There’s a recent news story that illustrates what I mean. A majority in the Iraqi parliament have apparently cobbled together enough support to pass a bill giving the occupation a time table. Now this is one excellent thing. Positive feedback from the states would perhaps breath this idea into life. It is a little like Brzenski’s idea about getting Iraq to invite us to leave. Here’s, to my mind, a less bad scenario that one can work with to make withdrawal not simply a demand, but a project. Yet if anti-war people let themselves drift along under the impression that the war is some curse they can’t interfere with, this chance will simply pass. I imagine it actually will pass. It doesn’t need to. It shouldn’t. But it could easily burn itself out. Too bad.

Bremer's role in organizing the "privatization" (aka corporate looting expedition) in Iraq, as described by Naomi Klein, is more than enough reason to hate him.

I started hating him twice as much when he said the mission of the CPA was to promote "free markets and strong intellectual property [sic] protections." That's a direct contradiction, along the lines of promoting "strict vegetarianism and a buffalo haunch in every oven."

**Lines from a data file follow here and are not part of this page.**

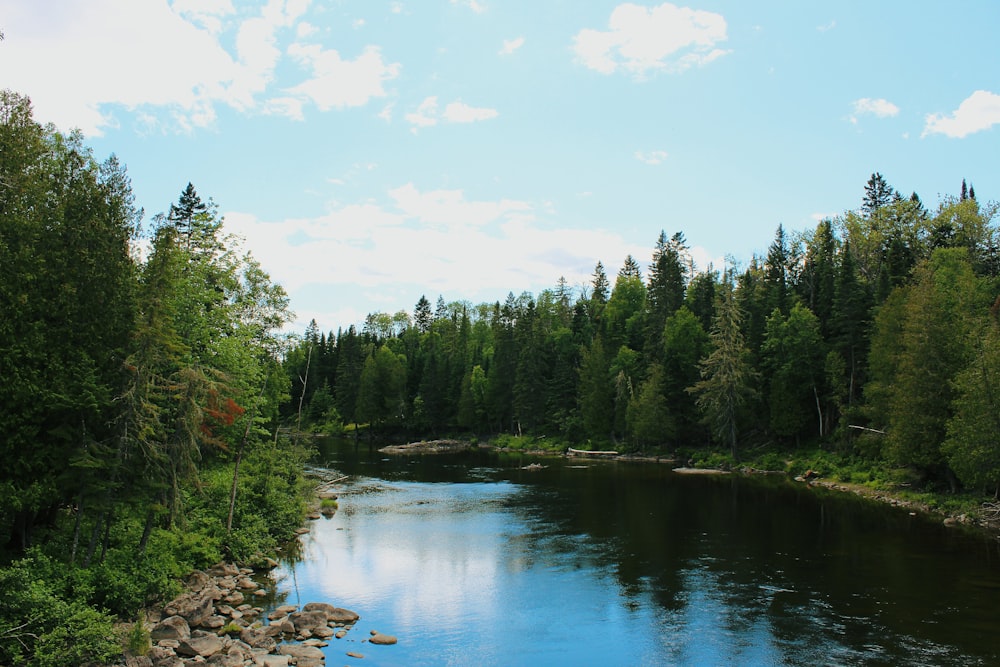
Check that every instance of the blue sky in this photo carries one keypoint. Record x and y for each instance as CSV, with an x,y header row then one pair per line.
x,y
371,152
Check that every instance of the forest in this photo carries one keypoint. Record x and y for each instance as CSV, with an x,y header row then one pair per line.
x,y
142,378
873,336
153,403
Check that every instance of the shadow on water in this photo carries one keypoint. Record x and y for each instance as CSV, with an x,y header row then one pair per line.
x,y
626,563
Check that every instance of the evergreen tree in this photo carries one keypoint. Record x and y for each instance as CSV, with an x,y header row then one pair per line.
x,y
422,317
878,193
727,378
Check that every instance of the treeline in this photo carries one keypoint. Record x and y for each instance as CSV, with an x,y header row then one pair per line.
x,y
874,334
141,380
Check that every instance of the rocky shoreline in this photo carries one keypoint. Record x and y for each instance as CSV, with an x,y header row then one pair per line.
x,y
215,623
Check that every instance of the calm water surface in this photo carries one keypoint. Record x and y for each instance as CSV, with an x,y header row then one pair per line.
x,y
470,560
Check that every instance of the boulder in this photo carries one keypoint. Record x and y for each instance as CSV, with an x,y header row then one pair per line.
x,y
247,584
225,660
203,646
172,627
224,569
270,660
339,615
234,598
214,622
309,620
300,652
197,580
319,606
194,607
257,638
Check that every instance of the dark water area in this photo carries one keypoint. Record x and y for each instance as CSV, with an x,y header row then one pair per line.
x,y
471,560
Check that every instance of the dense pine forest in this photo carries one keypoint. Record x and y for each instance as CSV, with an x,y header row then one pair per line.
x,y
141,381
873,336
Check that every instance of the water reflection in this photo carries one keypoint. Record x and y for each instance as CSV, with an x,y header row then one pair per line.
x,y
474,560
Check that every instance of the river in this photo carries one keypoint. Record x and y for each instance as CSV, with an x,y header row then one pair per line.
x,y
472,560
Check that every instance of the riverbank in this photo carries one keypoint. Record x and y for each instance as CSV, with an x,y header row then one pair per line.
x,y
817,468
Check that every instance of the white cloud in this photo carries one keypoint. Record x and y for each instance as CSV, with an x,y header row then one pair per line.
x,y
449,207
459,112
880,108
978,112
651,157
511,45
175,62
414,241
428,114
643,40
62,61
339,83
425,115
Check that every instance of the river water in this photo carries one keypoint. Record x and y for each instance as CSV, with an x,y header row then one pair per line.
x,y
471,560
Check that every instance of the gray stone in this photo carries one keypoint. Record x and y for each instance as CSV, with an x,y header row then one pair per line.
x,y
270,660
214,622
308,620
383,640
194,607
339,615
224,569
300,652
225,660
172,627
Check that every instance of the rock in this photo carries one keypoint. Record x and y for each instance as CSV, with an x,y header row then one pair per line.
x,y
225,660
224,570
300,652
194,607
203,646
172,627
163,657
270,661
339,615
309,620
319,606
214,622
247,584
257,638
234,598
197,581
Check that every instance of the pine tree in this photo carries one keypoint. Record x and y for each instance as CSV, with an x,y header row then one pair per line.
x,y
727,379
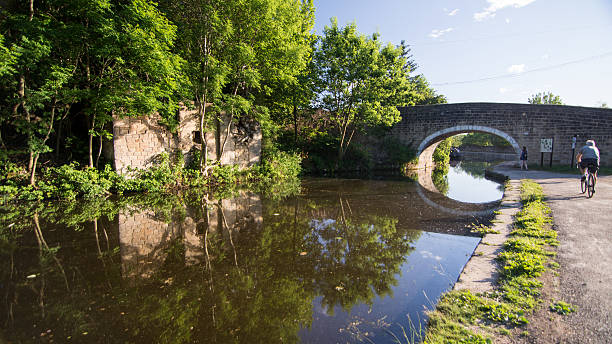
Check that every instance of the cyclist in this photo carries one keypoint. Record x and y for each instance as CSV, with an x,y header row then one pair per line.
x,y
588,155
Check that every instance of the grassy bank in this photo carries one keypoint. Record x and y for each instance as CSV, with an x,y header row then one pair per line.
x,y
567,169
464,317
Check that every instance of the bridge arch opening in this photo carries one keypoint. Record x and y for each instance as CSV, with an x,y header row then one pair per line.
x,y
428,145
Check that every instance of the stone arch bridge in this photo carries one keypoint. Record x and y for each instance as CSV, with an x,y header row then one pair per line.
x,y
424,127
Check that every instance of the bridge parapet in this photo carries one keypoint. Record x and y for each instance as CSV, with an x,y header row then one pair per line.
x,y
423,127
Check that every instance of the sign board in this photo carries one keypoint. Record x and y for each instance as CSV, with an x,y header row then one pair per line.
x,y
546,145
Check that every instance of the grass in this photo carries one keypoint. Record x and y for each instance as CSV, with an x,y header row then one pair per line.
x,y
482,229
463,317
606,171
563,308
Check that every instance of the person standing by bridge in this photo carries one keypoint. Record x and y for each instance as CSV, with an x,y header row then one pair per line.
x,y
588,155
524,158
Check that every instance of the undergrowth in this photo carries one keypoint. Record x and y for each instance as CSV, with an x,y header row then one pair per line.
x,y
278,173
524,258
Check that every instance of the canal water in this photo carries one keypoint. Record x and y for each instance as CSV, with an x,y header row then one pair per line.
x,y
345,261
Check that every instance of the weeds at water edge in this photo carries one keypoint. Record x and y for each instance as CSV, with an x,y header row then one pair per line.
x,y
464,317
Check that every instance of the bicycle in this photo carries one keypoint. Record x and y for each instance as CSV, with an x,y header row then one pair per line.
x,y
588,184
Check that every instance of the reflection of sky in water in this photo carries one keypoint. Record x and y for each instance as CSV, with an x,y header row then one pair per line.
x,y
464,187
431,269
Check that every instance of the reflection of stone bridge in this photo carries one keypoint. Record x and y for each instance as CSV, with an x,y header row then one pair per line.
x,y
426,126
432,196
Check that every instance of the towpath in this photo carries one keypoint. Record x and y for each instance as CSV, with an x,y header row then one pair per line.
x,y
585,257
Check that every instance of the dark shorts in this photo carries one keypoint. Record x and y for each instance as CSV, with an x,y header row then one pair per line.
x,y
589,162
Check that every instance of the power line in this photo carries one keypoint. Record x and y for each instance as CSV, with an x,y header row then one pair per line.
x,y
589,58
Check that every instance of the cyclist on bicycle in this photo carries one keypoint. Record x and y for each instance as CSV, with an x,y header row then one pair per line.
x,y
588,155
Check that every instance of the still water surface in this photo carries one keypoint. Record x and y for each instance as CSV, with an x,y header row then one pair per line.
x,y
344,261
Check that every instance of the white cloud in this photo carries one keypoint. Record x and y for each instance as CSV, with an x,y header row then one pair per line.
x,y
496,5
429,255
439,33
451,12
516,69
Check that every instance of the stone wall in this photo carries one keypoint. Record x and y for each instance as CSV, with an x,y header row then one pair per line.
x,y
138,141
519,124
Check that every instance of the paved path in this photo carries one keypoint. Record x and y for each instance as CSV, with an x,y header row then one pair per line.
x,y
585,252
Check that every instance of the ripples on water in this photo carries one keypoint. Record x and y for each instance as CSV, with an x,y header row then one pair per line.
x,y
344,261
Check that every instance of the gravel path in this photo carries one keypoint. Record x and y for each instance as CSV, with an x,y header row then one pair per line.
x,y
585,257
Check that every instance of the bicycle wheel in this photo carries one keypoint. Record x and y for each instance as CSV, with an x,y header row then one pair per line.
x,y
590,185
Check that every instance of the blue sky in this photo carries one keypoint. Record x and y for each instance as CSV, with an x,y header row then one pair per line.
x,y
495,50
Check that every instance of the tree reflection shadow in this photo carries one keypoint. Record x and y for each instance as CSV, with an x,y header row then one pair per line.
x,y
190,268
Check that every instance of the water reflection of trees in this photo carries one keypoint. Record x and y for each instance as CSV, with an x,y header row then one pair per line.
x,y
220,274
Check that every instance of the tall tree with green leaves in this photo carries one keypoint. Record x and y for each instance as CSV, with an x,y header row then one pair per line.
x,y
545,98
237,51
111,57
361,83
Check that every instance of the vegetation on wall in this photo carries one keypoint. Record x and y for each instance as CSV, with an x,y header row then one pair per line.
x,y
68,68
545,98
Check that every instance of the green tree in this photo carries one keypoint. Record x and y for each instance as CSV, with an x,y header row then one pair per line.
x,y
110,57
360,82
238,51
545,98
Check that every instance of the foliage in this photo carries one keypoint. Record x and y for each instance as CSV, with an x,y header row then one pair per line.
x,y
360,82
523,259
531,191
482,229
563,308
104,57
545,98
68,182
239,53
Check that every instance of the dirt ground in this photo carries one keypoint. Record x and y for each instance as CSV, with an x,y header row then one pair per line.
x,y
584,277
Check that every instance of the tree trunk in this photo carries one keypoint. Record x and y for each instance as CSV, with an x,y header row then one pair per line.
x,y
227,133
90,141
37,155
204,151
295,122
99,151
33,169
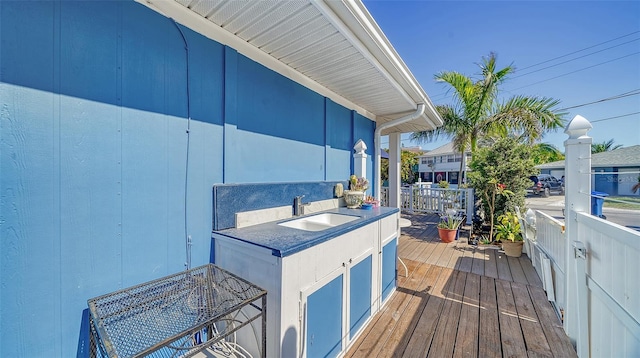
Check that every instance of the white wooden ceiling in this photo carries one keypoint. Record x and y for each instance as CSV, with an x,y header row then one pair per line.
x,y
335,44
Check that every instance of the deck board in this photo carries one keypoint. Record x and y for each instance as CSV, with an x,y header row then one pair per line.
x,y
534,337
491,266
510,332
447,326
517,273
466,344
408,320
462,301
502,263
489,344
422,335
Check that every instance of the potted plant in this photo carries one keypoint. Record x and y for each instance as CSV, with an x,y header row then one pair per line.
x,y
448,225
508,232
355,196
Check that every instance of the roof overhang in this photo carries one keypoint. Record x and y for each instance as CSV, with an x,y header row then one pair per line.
x,y
332,47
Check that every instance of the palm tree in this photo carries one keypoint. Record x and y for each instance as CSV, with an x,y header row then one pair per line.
x,y
545,153
604,147
477,113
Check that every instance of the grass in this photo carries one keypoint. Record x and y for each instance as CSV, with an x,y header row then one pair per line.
x,y
631,202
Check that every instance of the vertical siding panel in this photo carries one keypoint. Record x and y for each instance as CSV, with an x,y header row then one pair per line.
x,y
339,141
90,201
28,215
145,145
364,129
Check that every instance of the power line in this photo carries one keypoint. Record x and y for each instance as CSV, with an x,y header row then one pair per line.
x,y
606,119
574,52
573,59
582,69
622,95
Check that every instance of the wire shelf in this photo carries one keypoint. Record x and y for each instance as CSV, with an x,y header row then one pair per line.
x,y
174,316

About whether Iraqis were "free to come and go" under Saddam. There were already a million Iraqi refugees in neighboring countries when the US invaded, 2 million if you count Kurdistan as a neighboring country.

Saddam's policy in his final years was "Arabization." He was doing his best to expel the Kurds, push the Marsh Arabs into Iran, and about the same to other minority groups. There were exceptions -- Iraq was still holding 10,000 to 20,000 Iranian civilians who had been interned in the Iran-Iraq war -- but mostly Saddam was pushing people out of the country, not holding them in.

I feel like we are going around the bushes in this argument

Agreed Roger. We're just quibbling on the margins of a fine point. And we've probably split all the hairs left...

But hey, that's what blogs are for. Sort of. Anyway, cheers.